Three Russian prisoners of war report on anxious moments before the shelling

How are soldiers doing just before the big attack of enemy troops? How do you feel when you realize that the enemy has the upper hand? Three Russian soldiers from a unit who were taken prisoner after a Ukrainian attack near the small town of Welyka Novosilka spoke to the Wall Street Journal about the battles at the front and the moments before they were defeated.

Russian soldier recalls haunted atmosphere before Ukrainian attack

One of them is Anatoly. He still remembers the calm before the storm shortly before the Ukrainians attacked. The Russian stayed in the defensive positions with his comrades. The mood was spooky. “Everyone was silent and wondered from which side they might be advancing,” reports Anatoly. Everyone would have been afraid – of the attack and for their lives. “We just hoped that the Ukrainian counter-offensive would not come,” said the soldier. It had been quiet for two days. But then the Ukrainian troops launched their “violent attack” last week.

Then: complete chaos. In the midst of the shelling, Anatoly, originally assigned as driver and mechanic, could not have seen the Ukrainian soldiers on the battlefield. Suddenly, a few minutes later, they reached his position and threw hand grenades into the trenches. Anatoli’s friend Georgi and other comrades lost their lives. He then surrendered himself, reports the soldier.

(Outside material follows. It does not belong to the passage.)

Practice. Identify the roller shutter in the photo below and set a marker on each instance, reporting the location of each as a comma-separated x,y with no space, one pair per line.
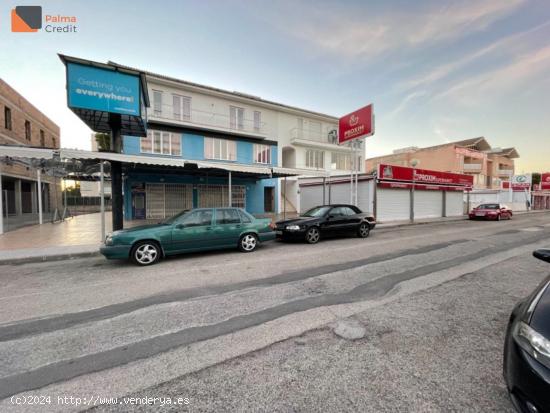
392,204
454,203
428,204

Unit behind the fighting soldiers should prevent retreat – if necessary by force

Anton also laid down his arms as a result of the advance. His arm and leg were injured in the attack. Together with other wounded comrades, the ex-prisoner shouted to the Ukrainian soldiers that he was surrendering. There was no other option for him, says Anton, who was previously in prison for a drug offense.

After all, a Russian block force behind his unit would have ensured that the soldiers at the front held their positions. “If we withdraw, they will shoot us,” says the soldier, who was recruited by the paramilitary group “Storm Z”.

When Ukrainian army attacks, Russian soldier panics

That’s why the soldiers’ morale is “pretty low,” Dmitri, another soldier in the unit, told the Wall Street Journal. He would not have received any real basic military training anyway, but only completed gunnery training and a first aid course. Then he was sent directly to a settlement near Welyka Nowosilka.

When the Ukrainian army opened fire there, Dmitri panicked at the shelling from tanks and artillery. Together with another comrade, it ran out of the trenches and surrendered. Although he is now in captivity, he is reluctant to be sent back to Russia in a prisoner exchange for fear of how Russia’s FSB might react. “If I have the opportunity, I want to refuse to be exchanged,” says Dmitri.